An Imbalanced Data Classification Algorithm of De-noising Auto-Encoder Neural Network Based on SMOTE

  • Zhang Chenggang,
  • Song Jiazhi,
  • Pei Zhili,
  • Jiang Jingqing

DOI
https://doi.org/10.1051/matecconf/20165601014
Journal volume & issue
Vol. 56
p. 01014

Abstract

Read online

Imbalanced data classification problem has always been one of the hot issues in the field of machine learning. Synthetic minority over-sampling technique (SMOTE) is a classical approach to balance datasets, but it may give rise to such problem as noise.
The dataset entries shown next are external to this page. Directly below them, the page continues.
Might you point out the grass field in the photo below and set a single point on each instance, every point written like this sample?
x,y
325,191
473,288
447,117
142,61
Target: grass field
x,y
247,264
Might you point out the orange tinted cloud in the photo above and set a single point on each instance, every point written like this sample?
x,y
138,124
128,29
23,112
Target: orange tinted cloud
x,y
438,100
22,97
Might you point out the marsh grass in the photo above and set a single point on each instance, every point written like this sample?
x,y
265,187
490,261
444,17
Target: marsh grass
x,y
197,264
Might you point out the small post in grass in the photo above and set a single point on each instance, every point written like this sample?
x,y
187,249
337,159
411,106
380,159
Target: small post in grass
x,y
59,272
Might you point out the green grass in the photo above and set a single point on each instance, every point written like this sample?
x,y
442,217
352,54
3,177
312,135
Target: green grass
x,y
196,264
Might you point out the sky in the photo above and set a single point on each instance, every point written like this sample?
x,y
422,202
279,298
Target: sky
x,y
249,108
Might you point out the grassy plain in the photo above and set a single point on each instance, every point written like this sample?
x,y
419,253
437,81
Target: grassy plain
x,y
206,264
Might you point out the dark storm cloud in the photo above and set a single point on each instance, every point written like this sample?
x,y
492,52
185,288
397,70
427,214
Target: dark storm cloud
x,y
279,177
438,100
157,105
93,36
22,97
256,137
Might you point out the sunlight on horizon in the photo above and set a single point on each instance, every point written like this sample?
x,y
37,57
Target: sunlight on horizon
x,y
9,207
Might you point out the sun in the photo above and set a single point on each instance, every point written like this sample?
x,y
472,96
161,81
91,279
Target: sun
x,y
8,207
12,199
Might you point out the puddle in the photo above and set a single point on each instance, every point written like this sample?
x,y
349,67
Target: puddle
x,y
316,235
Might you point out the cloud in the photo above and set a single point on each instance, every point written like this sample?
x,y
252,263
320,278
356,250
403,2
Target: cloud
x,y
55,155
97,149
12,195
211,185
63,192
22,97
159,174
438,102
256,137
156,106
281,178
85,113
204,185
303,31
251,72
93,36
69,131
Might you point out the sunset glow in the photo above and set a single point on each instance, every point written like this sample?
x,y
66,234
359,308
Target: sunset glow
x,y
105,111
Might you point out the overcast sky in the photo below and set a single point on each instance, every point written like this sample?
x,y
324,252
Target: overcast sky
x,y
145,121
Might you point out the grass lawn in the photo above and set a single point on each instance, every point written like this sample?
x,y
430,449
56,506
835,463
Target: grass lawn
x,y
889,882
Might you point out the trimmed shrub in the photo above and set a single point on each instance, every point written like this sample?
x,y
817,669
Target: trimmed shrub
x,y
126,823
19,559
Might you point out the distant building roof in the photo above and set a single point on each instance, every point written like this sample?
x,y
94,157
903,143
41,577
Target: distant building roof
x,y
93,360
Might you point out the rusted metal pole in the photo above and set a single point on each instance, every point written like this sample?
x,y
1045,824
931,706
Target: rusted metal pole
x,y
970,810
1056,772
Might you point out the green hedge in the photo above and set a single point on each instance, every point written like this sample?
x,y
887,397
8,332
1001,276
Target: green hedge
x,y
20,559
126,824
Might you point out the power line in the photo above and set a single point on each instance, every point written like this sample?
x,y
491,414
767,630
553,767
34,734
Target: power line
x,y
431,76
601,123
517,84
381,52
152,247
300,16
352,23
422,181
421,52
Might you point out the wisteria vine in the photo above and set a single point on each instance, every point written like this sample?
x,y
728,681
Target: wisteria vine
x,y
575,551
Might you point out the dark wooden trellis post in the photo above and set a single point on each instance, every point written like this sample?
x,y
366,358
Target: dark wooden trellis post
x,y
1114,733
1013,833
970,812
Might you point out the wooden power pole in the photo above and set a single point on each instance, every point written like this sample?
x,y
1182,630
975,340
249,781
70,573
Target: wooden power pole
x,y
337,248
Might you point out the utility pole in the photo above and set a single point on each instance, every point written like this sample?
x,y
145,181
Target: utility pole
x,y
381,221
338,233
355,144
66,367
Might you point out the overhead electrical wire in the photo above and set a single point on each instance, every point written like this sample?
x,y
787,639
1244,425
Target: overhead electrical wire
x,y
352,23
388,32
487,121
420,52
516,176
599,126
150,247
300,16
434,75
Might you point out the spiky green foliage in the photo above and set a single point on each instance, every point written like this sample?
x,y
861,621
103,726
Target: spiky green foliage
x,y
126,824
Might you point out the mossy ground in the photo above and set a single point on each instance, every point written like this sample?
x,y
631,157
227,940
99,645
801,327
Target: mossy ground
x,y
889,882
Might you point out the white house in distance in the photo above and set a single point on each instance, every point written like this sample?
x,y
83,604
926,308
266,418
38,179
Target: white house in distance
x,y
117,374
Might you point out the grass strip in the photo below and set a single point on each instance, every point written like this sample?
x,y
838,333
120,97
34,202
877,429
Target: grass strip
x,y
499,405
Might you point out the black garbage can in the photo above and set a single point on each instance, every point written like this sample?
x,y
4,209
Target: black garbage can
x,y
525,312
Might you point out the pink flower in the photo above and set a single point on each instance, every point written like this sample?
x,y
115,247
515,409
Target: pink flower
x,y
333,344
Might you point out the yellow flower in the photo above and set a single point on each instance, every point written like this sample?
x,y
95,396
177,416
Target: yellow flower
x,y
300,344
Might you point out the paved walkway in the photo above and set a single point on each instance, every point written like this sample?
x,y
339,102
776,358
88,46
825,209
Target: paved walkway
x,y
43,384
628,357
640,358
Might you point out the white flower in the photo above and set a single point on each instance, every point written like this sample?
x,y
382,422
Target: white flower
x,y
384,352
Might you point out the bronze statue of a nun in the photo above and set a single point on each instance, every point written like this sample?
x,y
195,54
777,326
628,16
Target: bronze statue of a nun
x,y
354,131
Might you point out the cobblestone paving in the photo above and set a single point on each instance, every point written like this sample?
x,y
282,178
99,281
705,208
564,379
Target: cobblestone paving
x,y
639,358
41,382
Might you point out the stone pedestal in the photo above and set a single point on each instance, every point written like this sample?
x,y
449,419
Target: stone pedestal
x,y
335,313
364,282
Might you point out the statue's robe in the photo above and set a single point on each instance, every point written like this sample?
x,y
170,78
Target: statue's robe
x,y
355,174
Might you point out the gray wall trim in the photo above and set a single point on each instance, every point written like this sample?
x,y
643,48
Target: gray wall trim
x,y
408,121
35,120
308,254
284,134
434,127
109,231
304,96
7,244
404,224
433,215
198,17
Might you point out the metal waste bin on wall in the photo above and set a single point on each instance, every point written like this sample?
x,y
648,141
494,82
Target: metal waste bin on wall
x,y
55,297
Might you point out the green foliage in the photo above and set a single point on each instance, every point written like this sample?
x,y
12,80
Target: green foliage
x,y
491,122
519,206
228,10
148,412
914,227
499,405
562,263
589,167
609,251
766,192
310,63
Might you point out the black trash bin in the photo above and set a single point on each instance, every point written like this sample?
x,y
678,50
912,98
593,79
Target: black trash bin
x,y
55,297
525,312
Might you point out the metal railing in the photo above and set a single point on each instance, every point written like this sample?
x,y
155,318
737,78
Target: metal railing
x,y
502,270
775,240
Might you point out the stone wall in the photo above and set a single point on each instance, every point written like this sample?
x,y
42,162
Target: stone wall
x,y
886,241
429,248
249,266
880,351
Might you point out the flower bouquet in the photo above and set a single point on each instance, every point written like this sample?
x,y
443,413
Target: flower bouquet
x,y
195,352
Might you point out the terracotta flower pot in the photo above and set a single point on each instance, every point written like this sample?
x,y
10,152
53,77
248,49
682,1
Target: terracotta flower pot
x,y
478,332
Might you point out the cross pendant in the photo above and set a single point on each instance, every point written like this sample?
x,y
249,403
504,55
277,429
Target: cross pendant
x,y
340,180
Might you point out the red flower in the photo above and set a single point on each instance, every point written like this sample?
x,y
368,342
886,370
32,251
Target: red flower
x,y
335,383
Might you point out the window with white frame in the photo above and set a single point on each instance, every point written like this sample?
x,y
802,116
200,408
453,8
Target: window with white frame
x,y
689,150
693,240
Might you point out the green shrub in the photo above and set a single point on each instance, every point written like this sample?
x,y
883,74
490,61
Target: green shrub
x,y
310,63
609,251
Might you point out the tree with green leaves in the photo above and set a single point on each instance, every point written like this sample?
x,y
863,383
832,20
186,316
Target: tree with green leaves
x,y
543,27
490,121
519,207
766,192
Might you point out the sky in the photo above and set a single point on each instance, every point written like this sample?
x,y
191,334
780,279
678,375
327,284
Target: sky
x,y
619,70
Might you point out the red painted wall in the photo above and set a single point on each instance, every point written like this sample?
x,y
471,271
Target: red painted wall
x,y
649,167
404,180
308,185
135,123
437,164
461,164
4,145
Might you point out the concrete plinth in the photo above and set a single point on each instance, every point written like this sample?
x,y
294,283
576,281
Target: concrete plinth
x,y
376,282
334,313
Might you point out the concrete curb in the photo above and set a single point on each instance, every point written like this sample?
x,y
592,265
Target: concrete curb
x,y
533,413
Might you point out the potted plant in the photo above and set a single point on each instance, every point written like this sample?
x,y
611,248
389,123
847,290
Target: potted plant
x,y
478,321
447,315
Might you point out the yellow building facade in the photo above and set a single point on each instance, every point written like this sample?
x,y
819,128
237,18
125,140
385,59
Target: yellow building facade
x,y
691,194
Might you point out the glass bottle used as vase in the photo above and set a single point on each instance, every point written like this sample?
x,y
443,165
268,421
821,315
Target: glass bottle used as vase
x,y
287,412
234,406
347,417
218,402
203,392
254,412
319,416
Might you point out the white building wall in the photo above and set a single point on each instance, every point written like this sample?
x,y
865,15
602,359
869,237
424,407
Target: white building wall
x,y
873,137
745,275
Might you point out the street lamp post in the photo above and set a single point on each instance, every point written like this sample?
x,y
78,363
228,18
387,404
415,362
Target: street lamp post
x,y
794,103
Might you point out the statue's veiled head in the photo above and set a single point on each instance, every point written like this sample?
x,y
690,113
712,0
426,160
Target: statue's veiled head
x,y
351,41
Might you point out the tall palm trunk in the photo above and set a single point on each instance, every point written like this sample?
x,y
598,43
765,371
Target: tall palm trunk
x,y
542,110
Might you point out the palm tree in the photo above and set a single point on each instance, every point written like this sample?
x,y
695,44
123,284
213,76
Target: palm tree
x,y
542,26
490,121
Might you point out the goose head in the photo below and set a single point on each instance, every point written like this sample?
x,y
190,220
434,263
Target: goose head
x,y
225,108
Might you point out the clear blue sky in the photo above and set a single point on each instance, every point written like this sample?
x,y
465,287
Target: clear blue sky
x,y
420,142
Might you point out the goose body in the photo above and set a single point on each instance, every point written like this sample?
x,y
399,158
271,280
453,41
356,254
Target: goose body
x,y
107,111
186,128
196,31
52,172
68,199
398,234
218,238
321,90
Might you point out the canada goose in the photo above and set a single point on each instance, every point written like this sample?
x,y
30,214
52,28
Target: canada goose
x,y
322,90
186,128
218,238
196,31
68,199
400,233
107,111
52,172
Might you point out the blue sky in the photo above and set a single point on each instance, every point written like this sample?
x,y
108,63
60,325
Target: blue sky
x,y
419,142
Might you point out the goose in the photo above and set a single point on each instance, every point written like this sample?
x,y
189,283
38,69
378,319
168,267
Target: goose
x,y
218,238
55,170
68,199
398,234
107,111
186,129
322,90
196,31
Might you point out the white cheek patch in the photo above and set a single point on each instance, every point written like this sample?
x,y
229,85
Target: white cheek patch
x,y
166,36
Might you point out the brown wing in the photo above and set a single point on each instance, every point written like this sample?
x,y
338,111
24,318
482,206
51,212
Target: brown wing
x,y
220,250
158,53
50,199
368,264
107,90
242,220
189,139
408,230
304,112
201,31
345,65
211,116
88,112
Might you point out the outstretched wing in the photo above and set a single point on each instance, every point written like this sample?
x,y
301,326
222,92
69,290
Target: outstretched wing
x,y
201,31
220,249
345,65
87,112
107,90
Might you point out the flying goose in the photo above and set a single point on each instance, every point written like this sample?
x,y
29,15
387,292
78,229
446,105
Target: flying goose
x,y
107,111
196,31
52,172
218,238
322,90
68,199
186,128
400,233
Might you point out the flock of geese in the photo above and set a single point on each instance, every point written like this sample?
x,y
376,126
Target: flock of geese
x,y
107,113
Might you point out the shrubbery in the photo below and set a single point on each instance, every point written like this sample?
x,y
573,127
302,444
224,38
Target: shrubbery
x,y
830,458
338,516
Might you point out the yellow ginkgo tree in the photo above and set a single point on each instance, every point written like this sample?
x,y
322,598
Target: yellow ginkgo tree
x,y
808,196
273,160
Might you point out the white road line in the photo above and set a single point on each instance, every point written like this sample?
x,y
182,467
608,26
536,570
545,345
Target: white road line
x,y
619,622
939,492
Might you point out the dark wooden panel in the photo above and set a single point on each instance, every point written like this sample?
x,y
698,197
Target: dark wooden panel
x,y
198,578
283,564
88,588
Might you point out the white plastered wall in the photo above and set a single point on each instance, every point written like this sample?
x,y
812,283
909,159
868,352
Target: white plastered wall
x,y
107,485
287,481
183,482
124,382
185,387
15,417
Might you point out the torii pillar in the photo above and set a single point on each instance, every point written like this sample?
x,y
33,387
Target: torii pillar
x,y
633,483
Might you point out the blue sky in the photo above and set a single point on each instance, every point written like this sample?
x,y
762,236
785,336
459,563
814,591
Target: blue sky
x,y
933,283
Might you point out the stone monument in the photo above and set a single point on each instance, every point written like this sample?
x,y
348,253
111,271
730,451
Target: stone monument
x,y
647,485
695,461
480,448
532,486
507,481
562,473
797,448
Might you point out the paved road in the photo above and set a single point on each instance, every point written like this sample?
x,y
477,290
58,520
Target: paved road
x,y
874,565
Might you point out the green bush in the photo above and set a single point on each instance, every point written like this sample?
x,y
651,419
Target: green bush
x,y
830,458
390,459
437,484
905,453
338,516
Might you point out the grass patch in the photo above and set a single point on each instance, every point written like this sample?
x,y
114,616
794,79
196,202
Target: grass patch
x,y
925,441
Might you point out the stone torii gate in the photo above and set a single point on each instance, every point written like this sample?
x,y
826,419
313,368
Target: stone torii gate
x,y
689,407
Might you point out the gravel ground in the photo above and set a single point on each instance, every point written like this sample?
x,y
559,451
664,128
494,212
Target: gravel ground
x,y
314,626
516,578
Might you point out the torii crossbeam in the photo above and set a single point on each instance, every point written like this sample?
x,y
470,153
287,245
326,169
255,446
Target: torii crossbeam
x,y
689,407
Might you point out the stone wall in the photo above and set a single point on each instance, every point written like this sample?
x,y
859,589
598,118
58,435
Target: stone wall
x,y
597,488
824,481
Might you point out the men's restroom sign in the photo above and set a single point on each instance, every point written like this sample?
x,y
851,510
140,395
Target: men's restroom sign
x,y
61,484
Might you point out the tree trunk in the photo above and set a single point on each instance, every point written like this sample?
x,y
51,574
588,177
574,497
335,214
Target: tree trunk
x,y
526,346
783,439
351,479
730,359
Stacked De-noising Auto-Encoder neural network (SDAE), can effectively reduce data redundancy and noise through unsupervised layer-wise greedy learning. Aiming at the shortcomings of SMOTE algorithm when synthesizing new minority class samples, the paper proposed a Stacked De-noising Auto-Encoder neural network algorithm based on SMOTE, SMOTE-SDAE, which is aimed to deal with imbalanced data classification. The proposed algorithm is not only able to synthesize new minority class samples, but it also can de-noise and classify the sampled data. Experimental results show that compared with traditional algorithms, SMOTE-SDAE significantly improves the minority class classification accuracy of the imbalanced datasets.